消費者になりたくない

 姉がリビングのテレビで録画した関ジャムを見ていた。私は珍しくイアホンを外したままで夕食を食べながらそれを後ろから眺めていたら、ある違和感に気付いた。倍速だったのだ。音楽番組で倍速てそりゃないでしょうあなた。別に何も言わなかったけど。その後姉は同じく倍速でコナンを見てた。また何も言わなかった。

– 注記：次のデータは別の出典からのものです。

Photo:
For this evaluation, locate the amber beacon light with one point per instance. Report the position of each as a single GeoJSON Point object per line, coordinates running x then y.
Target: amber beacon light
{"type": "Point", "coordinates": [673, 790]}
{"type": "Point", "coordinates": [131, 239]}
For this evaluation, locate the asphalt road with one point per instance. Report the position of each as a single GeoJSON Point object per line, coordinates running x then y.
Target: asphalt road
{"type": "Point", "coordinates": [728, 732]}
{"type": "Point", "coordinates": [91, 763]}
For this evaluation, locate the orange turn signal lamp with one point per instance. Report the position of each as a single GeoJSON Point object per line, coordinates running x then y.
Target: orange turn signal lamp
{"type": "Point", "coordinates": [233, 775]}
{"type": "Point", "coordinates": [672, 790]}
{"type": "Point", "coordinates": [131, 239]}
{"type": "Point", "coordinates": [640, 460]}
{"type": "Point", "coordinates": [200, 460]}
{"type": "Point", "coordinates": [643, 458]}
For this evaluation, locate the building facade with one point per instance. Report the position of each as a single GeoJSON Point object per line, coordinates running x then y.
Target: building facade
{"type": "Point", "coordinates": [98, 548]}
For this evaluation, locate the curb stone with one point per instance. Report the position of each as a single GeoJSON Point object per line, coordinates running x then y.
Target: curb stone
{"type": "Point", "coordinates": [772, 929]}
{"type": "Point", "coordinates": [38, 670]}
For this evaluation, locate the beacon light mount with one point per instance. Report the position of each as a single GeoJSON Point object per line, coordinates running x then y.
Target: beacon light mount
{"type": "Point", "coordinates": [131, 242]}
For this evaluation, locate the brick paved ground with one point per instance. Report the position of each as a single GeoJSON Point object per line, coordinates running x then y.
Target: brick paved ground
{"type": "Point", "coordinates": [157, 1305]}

 姉は関ジャムとコナンを消費した。ただ消費して明日には形も残ってない。個人的に関ジャムは私の好きな音楽番組ではないが、そこに携わったクリエイティヴィティーは否定しない。コナンも最近のマーケティングの方向性の善し悪しに言及する気はないが、やはりそこに在るクリエイティヴィティーに罪は無い。合理的な効率化に舵を切れば切るほど、神はそこから離れていく。と思う。多分。「神は細部に宿る。」という言葉を残したのは確かオランダ出身の建築家だった。細部に拘るという行為自体、コストがかかる為に資本主義社会の中では真っ先に切り落とされる部分だろう。資本主義とクリエイティヴィティーはそもそも相容れないのかもしれない。

 人と人でも、人と芸術・創造物でも、片方がもう片方を都合良く使って消費するシステムが嫌いだ。そんな事言ったって私もコンビニにエコバッグ持っていかなかったり歯磨きする時に水止めるの面倒がってたりするけど。消費者になりたくない、私は。